Art attended Irvington High School and began college at Drexel University. When World War ll began, Art dropped out of college and enlisted in the United States Army. He was trained and assigned to the medical corps where he became a medic. He fought with the Texas 36th Infantry Division. His initial assignment was in Northern Africa. He then became on of the first Americans to step foot on European soil during the D-day landing and invasion at Salerno, Italy. He remained in Italy for the entire campaign until the Germans were driven out of Rome. From there, Art was a part of the D-Day landing in Southern France, and then moved with the Allied Forces throughout Germany. At this point, Art returned to N.J. and was married to Joyce G. Wenzel of Maplewood. Following his monthlong leave, he returned for a second tour of duty in both Germany and Austria. Art always has mentioned that one of his proudest moments was when the Texas 36th Infantry Division was a part of the liberation of the Landsberg concentration camp in April, 1945.
For his service, Art was awarded 2 Purple Hearts for injuries sustained during battles, 2 Bronze Stars for bravery during combat, 2 Invasion Arrowheads, and was recommended for the Distinguished Service Cross. In 2009, Art attended a ceremony in New York City where the Government of France awarded him with their country’s highest military honor, The Legion of Honor. In 2005, as a part of their oral history project, Rutgers University wrote an essay about Art’s WWll experiences. It is available both in hard copy and online. Over the years, he attended many of the 36th Division’s reunions.

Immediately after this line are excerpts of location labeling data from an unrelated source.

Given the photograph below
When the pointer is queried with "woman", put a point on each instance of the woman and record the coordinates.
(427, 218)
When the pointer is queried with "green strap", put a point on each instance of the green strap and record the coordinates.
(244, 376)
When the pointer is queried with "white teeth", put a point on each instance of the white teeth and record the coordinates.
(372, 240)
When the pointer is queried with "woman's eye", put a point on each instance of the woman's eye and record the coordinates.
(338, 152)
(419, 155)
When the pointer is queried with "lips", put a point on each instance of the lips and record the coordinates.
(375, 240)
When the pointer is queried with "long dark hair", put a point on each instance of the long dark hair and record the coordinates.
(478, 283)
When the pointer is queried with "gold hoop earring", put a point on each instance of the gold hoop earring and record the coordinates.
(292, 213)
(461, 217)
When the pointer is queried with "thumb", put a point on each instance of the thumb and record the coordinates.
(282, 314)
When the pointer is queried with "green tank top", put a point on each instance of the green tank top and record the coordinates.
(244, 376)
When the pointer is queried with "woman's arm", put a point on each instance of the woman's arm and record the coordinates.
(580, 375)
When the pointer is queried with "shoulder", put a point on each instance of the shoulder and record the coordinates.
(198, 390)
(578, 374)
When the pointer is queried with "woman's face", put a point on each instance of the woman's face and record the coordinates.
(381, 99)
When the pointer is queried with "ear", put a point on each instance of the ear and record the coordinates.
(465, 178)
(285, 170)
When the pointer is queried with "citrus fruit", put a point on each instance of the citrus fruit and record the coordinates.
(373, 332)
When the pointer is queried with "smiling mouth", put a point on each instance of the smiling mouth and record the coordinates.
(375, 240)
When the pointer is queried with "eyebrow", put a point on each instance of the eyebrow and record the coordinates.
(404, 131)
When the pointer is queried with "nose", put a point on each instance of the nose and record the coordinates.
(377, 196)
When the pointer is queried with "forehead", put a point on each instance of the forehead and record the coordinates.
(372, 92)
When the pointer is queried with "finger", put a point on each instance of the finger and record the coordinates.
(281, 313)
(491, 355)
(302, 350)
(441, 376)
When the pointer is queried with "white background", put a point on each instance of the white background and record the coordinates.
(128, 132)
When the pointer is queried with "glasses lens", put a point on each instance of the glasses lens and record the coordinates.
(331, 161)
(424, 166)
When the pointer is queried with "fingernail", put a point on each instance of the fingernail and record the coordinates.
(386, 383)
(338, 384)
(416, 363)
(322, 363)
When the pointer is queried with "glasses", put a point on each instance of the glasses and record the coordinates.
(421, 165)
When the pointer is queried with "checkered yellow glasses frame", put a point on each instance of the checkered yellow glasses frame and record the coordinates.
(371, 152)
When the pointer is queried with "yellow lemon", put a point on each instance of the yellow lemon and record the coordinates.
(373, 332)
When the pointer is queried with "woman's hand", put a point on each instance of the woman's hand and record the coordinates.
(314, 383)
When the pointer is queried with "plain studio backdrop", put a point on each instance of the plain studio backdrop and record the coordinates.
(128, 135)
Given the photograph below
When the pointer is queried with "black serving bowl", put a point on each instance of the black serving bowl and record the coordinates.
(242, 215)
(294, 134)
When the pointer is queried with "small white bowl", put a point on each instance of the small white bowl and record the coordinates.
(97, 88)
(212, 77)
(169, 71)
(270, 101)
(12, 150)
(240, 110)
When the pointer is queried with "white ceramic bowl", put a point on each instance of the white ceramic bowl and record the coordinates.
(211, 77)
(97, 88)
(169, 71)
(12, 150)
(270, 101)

Following the war, Art completed his college education at Rutgers in New Brunswick, N.J. He then went to work for Esso which then became Exxon. He and Joyce raised their 2 sons in Chatham, N.J., Haddonfield, N.J. and then back to Chatham where they lived for parts of 4 decades. During his carrier with Exxon, he also had overseas assignments in Southeast Asia. Art was active in the Chatham ice hockey program and became a founding member of the KHICS youth developmental program. An avid sports fan, he attended many of his favorite team’s games including the Yankees, the Rangers, and the Giants. Following his retirement from Exxon, Art became a president of the Exxon annuitants club and was an active member of the Chatham United Methodist Church.